Recent studies suggest that hedgehog (HH)-pathway signaling is required for the initiation and continued growth of pancreatic adenocarcinoma (PAC). Definitive gene expression analysis of PAC remains difficult, owing to the host desmoplastic stromal interaction and subsequent tumor heterogeneity. The primary goal of this study was to evaluate the effect of heterogeneity within a series (n=5) of matched clinical PAC biopsies [snap-frozen, formalin-fixed paraffin-embedded (FPE), endoscopic ultrasound-guided fine-needle aspirate (EUS-FNA)]. Differential expressions, specific to tumor cells, were evaluated by comparisons of uninvolved pancreas (n=9), EUS-FNA (n=14), and macrodissected (tumor-cell-enriched) biopsies (n=16). To determine whether treatment modulates gene expression, a unique (independent) set of synchronous EUS-FNA samples (n=4) was obtained before, and 2 weeks after, chemoradiation. mRNA levels were evaluated using real-time quantitative polymerase chain reaction formatted in a TaqMan low-density array, which was capable of simultaneously quantifying 46 independent genes in the HH pathway. Protein levels for Patched, Smoothened, and glioma-associated oncogene 1 (Gli-1) in FPE tissues were determined, using immunohistochemistry. A significant concordance (P<0.0001) was observed in the HH-pathway mRNA levels between matched surgically resected (both snap-frozen and FPE) and EUS-FNA biopsies. HH-pathway mRNA levels changed (increased) only after macrodissection, suggesting localization to tumor cells. Immunohistochemical staining for Patched, Smoothened, and Gli-1 confirmed the increased (P<0.001) levels of protein in the PAC cells, compared with cells from uninvolved pancreas. EUS-FNA biopsies that were obtained before and during chemoradiation demonstrated no significant changes in HH-pathway gene expression. Collectively, these studies demonstrate presence of HH-pathway expression in all the clinical PAC biopsies examined, suggesting that this is a significant tumor-associated target and offering the possibility that specific molecular profiling might be attempted from these heterogeneous tissues.

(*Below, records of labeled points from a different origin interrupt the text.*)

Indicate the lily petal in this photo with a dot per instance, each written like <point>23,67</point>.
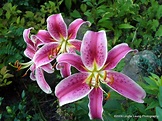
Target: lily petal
<point>36,41</point>
<point>29,51</point>
<point>125,86</point>
<point>74,45</point>
<point>42,56</point>
<point>72,88</point>
<point>26,33</point>
<point>116,54</point>
<point>41,81</point>
<point>57,27</point>
<point>32,76</point>
<point>94,49</point>
<point>71,59</point>
<point>95,104</point>
<point>64,69</point>
<point>44,36</point>
<point>48,68</point>
<point>74,27</point>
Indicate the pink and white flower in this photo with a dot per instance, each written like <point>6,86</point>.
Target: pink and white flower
<point>58,39</point>
<point>95,65</point>
<point>36,73</point>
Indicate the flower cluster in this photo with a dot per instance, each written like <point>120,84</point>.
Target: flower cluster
<point>94,64</point>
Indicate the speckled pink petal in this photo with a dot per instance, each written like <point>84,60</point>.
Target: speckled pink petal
<point>116,54</point>
<point>45,54</point>
<point>29,51</point>
<point>48,68</point>
<point>44,36</point>
<point>41,81</point>
<point>72,88</point>
<point>95,104</point>
<point>32,76</point>
<point>71,59</point>
<point>26,33</point>
<point>74,46</point>
<point>64,69</point>
<point>36,41</point>
<point>125,86</point>
<point>57,27</point>
<point>94,48</point>
<point>74,27</point>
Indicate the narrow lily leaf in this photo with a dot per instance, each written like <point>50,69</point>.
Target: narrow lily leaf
<point>48,68</point>
<point>95,104</point>
<point>26,36</point>
<point>159,113</point>
<point>74,27</point>
<point>72,88</point>
<point>57,27</point>
<point>44,36</point>
<point>41,81</point>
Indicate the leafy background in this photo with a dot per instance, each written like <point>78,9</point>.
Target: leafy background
<point>136,22</point>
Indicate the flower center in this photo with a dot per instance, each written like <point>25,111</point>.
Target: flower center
<point>95,76</point>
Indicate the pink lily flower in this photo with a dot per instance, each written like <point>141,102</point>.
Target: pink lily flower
<point>58,39</point>
<point>36,73</point>
<point>95,65</point>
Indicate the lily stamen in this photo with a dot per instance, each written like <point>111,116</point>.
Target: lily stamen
<point>108,96</point>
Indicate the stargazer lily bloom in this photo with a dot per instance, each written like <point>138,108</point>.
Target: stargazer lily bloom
<point>36,73</point>
<point>58,39</point>
<point>95,65</point>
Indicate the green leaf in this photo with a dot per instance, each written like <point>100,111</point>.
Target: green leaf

近期研究表明,胰腺癌(PAC)的起始和持续生长需要刺猬(HH)信号通路传导。由于宿主促结缔组织增生性基质相互作用以及随后的肿瘤异质性,对PAC进行确切的基因表达分析仍然困难重重。本研究的主要目的是评估一系列(n = 5)匹配的临床PAC活检样本[速冻、福尔马林固定石蜡包埋(FPE)、内镜超声引导下细针穿刺抽吸(EUS-FNA)]中的异质性影响。通过比较未受累胰腺(n = 9)、EUS-FNA(n = 14)和宏观解剖(富含肿瘤细胞)活检样本(n = 16),评估肿瘤细胞特有的差异表达。为了确定治疗是否会调节基因表达,在放化疗前和放化疗后2周获取了一组独特(独立)的同步EUS-FNA样本(n = 4)。使用TaqMan低密度阵列格式的实时定量聚合酶链反应评估mRNA水平,该阵列能够同时定量HH信号通路中的46个独立基因。使用免疫组织化学法测定FPE组织中Patched、Smoothened和胶质瘤相关癌基因1(Gli-1)的蛋白水平。在手术切除的匹配样本(速冻和FPE)与EUS-FNA活检样本之间,观察到HH信号通路mRNA水平存在显著一致性(P < 0.0001)。HH信号通路mRNA水平仅在宏观解剖后发生变化(升高),表明其定位于肿瘤细胞。与未受累胰腺的细胞相比,对Patched、Smoothened和Gli-1进行的免疫组织化学染色证实PAC细胞中的蛋白水平升高(P < 0.001)。在放化疗前和放化疗期间获取的EUS-FNA活检样本显示HH信号通路基因表达无显著变化。总体而言,这些研究表明在所检查的所有临床PAC活检样本中均存在HH信号通路表达,这表明其是一个重要的肿瘤相关靶点,并提供了从这些异质性组织中尝试进行特定分子谱分析的可能性。